Gaza Residents Use Building Rubble to Repair Roads
JAKARTA - Palestinian residents are using the rubble of buildings from the war to repair roads destroyed by Israeli attacks during two years of aggression in the Gaza Strip, crushing concrete and metal into asphalt under a project run by the United Nations that they hope will mark the first step towards the rehabilitation of their damaged cities.
The project, run by the United Nations Development Programme (UNDP), comes as progress has stalled on US President Donald Trump's Gaza plan, which is meant to build on an Israeli-Hamas ceasefire in October by increasing aid and rebuilding the territory from scratch.
It marks a bid by the U.N. and Palestinians to use locally available machinery to clear away the piles of rubble that officials say are blocking access to water wells and hospitals and complicating economic recovery.
Head of the UNDP office in Gaza Alessandro Mrakic said the region is facing one of the largest post-war clean-up challenges ever with an estimated 61 million tons of debris.
"In addition to collecting (the debris), we have started sorting, destroying, and thus reusing it," Mrakic explained, launching Al Arabiya from Reuters (28/4).
"We have used almost the same amount as we have collected," he said.
Mrakic further said that the UNDP team, consisting of Palestinian workers, used the rubble "to rehabilitate the road and pave the area for shelters and communal kitchens."

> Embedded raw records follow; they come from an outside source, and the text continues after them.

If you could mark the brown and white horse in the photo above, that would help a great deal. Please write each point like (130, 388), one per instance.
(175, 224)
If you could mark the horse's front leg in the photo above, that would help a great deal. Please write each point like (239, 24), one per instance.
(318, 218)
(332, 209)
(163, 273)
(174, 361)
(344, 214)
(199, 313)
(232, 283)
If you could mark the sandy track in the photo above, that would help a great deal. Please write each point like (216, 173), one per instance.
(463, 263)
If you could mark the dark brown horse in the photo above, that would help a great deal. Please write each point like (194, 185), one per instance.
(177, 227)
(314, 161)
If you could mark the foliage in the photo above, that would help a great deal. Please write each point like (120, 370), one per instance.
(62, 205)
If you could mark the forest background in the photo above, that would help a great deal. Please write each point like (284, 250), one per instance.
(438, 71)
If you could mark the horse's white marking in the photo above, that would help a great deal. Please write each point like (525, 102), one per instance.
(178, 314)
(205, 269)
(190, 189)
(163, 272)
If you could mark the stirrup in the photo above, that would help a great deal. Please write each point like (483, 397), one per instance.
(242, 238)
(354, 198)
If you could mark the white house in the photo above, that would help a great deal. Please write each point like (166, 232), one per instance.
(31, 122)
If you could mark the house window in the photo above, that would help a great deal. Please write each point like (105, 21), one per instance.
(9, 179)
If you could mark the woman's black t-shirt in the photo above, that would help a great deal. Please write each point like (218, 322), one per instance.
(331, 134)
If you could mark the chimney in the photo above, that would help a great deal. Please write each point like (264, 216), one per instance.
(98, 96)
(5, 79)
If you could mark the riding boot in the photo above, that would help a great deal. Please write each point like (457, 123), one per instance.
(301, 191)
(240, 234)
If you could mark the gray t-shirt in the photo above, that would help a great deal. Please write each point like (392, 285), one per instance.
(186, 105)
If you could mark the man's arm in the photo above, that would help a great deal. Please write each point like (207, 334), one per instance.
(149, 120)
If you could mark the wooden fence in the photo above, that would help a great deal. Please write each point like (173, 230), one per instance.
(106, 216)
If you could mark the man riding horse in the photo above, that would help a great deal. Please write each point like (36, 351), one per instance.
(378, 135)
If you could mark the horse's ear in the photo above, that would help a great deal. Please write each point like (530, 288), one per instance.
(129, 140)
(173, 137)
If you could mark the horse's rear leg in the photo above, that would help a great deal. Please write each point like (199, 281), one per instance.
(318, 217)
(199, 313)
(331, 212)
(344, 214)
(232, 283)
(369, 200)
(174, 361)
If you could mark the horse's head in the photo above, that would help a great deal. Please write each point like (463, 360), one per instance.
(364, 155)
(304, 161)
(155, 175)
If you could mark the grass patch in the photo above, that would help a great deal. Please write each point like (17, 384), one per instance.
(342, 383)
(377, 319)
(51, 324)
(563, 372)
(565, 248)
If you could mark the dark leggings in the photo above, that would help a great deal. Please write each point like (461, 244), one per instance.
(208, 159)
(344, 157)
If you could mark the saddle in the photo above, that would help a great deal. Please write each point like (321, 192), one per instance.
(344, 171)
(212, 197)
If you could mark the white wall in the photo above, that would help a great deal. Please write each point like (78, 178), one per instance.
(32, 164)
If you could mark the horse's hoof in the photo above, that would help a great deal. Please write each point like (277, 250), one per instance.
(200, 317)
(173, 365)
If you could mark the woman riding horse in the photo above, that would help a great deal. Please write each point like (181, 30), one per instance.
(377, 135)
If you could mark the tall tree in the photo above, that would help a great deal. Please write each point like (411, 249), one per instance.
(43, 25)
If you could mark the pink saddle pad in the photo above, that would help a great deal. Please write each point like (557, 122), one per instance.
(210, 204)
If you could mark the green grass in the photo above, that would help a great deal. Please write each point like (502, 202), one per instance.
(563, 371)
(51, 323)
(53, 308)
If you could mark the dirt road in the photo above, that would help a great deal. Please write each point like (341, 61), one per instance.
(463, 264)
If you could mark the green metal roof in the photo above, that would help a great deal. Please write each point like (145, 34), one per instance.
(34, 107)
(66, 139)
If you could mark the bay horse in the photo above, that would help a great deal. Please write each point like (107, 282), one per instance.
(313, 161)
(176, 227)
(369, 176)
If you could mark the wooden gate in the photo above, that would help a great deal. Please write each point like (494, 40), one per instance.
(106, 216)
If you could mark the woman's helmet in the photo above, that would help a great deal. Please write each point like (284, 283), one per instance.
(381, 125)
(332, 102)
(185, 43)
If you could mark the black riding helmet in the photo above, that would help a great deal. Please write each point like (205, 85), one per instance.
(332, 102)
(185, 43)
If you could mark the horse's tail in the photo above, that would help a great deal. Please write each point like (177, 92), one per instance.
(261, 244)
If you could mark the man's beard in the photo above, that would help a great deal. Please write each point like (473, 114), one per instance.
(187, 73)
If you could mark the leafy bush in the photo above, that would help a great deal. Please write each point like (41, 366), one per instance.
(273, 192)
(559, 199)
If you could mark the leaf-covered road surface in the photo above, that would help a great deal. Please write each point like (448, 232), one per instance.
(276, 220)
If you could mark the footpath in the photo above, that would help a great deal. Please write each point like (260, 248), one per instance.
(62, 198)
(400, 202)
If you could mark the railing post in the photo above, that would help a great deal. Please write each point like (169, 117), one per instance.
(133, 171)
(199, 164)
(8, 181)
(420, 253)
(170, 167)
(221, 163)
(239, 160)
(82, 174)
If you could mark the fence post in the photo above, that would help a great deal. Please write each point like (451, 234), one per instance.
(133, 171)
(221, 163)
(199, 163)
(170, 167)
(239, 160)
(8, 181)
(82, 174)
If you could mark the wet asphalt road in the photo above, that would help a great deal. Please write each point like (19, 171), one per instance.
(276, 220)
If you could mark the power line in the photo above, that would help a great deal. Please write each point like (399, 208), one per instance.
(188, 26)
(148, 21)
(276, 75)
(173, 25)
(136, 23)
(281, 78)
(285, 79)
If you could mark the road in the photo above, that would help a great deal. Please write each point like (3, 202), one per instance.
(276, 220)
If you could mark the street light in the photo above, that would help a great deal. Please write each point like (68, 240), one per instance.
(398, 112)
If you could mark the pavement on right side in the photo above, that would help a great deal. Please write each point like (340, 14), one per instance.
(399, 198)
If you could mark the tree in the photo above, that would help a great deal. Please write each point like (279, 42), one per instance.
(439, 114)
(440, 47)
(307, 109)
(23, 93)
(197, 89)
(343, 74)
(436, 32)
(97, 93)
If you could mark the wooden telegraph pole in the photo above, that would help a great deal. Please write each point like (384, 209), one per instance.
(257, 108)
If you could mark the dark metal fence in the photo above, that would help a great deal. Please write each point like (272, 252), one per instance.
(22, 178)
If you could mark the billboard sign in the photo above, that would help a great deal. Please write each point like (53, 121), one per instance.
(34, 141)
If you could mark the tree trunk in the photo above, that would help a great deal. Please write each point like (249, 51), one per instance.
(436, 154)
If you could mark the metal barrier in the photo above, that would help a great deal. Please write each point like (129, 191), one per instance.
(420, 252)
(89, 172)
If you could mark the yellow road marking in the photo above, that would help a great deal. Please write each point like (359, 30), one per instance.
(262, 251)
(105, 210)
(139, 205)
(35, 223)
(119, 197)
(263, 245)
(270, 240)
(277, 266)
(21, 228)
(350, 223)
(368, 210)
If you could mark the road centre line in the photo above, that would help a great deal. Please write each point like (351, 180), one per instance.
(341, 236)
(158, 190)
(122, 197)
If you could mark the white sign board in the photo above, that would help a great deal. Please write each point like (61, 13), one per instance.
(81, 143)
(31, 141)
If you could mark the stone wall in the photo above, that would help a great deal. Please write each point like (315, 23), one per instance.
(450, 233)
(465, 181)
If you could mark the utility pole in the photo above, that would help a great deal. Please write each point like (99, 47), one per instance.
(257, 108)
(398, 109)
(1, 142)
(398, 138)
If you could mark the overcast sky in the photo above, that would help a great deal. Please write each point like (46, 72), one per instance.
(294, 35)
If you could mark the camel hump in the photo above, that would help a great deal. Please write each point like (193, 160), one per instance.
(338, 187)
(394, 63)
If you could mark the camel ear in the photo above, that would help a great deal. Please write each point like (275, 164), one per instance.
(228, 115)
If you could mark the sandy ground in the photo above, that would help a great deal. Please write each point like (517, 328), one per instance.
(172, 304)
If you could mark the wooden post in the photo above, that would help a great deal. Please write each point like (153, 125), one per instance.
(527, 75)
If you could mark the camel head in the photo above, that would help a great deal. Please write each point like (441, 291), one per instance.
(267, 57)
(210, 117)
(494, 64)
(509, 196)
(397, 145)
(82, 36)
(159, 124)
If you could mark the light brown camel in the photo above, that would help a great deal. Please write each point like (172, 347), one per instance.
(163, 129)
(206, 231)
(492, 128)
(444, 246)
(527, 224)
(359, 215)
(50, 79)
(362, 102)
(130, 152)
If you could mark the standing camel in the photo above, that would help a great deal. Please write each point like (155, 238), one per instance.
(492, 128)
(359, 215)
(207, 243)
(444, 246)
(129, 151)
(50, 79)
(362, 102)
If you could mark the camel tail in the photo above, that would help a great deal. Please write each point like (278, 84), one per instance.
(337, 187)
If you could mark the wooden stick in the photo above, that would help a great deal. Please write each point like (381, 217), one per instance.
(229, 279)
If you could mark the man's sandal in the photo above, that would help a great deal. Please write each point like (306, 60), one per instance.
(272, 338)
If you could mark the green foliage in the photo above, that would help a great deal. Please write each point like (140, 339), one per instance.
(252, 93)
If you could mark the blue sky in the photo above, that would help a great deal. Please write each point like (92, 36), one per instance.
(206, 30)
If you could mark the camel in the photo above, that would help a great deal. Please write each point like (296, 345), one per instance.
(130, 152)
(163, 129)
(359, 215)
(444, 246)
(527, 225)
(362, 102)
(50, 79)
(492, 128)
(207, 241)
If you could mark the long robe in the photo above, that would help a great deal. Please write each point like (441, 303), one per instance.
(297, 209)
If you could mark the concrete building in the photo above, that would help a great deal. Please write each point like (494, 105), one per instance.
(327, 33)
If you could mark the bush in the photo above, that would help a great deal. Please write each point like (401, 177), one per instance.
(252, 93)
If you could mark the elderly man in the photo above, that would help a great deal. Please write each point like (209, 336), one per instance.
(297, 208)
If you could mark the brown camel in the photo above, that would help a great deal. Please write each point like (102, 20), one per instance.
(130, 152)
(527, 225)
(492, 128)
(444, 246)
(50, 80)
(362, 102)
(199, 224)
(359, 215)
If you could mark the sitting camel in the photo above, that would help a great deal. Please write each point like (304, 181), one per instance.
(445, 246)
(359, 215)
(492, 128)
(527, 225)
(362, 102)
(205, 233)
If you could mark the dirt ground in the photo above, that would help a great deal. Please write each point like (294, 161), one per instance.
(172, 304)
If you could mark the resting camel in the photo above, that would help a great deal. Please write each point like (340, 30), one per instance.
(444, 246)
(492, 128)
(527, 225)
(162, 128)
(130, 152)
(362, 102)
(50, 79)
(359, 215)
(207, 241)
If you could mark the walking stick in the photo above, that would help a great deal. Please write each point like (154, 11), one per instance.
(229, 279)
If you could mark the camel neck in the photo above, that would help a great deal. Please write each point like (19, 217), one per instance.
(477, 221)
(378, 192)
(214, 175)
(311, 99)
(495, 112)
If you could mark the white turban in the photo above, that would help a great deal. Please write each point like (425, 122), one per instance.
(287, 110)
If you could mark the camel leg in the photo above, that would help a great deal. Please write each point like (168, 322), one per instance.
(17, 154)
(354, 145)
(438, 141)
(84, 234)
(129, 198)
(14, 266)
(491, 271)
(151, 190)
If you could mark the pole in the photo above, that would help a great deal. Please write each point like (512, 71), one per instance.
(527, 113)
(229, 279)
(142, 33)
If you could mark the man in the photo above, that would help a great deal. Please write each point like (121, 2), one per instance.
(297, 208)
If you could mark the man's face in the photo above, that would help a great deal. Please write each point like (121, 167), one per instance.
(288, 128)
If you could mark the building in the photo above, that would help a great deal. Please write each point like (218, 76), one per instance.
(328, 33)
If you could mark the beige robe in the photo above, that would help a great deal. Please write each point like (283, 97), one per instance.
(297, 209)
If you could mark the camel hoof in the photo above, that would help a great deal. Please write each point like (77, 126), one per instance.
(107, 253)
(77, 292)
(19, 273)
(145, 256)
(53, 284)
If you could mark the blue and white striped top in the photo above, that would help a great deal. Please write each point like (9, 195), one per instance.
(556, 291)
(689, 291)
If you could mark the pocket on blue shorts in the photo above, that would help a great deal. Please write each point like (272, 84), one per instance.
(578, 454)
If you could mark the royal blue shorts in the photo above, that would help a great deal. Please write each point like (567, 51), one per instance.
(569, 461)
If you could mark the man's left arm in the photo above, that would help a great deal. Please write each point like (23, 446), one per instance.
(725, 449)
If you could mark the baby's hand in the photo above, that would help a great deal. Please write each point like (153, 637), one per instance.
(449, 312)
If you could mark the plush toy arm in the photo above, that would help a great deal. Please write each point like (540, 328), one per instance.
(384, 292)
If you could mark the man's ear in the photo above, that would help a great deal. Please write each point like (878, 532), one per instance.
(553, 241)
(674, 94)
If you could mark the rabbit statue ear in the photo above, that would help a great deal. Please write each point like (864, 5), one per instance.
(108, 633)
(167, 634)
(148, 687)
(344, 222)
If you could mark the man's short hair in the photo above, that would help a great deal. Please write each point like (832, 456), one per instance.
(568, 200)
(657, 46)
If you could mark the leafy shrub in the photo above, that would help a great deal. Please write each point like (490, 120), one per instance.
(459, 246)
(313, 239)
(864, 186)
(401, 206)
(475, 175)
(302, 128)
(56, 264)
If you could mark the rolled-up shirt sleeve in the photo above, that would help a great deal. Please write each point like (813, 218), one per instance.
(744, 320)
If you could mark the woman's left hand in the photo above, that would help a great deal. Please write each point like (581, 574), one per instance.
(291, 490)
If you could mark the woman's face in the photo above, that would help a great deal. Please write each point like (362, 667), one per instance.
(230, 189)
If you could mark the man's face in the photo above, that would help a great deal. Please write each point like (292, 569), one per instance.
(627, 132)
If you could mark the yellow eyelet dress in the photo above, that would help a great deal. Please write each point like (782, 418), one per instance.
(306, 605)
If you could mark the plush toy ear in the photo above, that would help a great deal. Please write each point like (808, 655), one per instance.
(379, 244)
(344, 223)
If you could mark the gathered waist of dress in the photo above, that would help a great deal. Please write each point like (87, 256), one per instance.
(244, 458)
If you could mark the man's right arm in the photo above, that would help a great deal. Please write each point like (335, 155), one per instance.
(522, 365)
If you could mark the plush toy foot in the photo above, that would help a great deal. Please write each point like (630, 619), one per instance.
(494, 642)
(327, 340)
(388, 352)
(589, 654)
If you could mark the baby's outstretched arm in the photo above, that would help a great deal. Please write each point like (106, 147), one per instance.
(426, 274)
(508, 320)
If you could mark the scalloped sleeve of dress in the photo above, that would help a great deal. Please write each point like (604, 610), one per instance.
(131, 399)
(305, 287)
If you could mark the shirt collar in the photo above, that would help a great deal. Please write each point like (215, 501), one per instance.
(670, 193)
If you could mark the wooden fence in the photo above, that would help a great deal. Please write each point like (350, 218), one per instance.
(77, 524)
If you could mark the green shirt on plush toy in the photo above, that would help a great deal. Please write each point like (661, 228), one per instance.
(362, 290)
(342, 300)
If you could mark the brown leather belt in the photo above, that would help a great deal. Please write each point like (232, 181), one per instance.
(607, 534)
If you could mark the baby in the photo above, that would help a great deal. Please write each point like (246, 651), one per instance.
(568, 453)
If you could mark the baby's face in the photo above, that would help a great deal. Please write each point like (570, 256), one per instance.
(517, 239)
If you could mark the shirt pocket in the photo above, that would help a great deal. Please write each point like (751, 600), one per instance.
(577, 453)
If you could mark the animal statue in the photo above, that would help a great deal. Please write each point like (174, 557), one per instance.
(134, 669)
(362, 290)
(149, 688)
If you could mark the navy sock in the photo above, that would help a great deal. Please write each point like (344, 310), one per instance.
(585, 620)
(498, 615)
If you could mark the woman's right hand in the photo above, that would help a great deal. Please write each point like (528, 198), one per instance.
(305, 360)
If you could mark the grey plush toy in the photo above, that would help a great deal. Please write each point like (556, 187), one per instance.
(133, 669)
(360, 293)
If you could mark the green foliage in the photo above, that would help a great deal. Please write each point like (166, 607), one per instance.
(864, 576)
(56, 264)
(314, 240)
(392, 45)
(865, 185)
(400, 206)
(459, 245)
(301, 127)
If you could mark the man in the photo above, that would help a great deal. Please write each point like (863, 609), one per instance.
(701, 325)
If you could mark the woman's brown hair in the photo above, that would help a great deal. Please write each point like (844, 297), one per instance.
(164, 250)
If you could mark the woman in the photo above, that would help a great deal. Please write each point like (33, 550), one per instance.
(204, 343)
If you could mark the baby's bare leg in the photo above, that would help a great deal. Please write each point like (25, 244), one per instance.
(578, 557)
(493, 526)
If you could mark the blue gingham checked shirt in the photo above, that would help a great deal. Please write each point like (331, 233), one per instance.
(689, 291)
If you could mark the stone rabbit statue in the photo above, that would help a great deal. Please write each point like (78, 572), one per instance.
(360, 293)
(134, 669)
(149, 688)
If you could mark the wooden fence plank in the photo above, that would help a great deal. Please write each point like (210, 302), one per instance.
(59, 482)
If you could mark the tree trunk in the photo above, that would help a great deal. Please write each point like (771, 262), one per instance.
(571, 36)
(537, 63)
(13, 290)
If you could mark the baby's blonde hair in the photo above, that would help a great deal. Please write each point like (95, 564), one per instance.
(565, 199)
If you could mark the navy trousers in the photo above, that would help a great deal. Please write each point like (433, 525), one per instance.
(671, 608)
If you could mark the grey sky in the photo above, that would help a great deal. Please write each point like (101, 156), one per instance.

In Khan Younis, southern Gaza, Palestinians operated heavy machinery to demolish a pile of crumbled concrete, sending clouds of dust into the air as workers sorted through twisted steel and the debris of damaged buildings.
Progress was slowed by hazards hidden beneath the rubble, officials said.
Before the debris can be removed, the site must be checked to ensure there are no unexploded ordnance, in coordination with the UN mine service.
For Palestinian workers, the risks are real.
"I can't find another source of income, that's why I do this work. (You) can get hurt," said Ibrahim al Sarsawi (32).
He said the location of the workplace close to the Israel-Hamas ceasefire line meant he could be exposed to Israeli stray fire.
The clean-up of Gaza's rubble could take seven years to complete, the UNDP said, assuming accelerated and unhindered access to heavy equipment and consistent fuel supplies, which are generally scarce in Gaza under Israeli restrictions.
Israel cites security concerns as the reason for its restrictions in Gaza, where it launched an offensive after a Hamas-led attack on Israel on October 7, 2023.
UNDP has so far cleared about 287,000 tons of debris. But, it is only "the tip of the iceberg," according to Mrakic.
Recovery and reconstruction in the Palestinian enclave will require $71.4 billion over the next decade, according to the latest Gaza Rapid Needs and Damage Assessment released this month by the European Union, United Nations, and World Bank.
"The war is over, but (this) is the beginning of a new war," said Sobhi Dawoud, 60, a Palestinian refugee living in a tent camp in Khan Younis.
"This new war," he added, is a war of "reconstruction, the beginning of cleaning up the rubble, and (repairing) infrastructure, electricity, water, sewage, schools, and roads."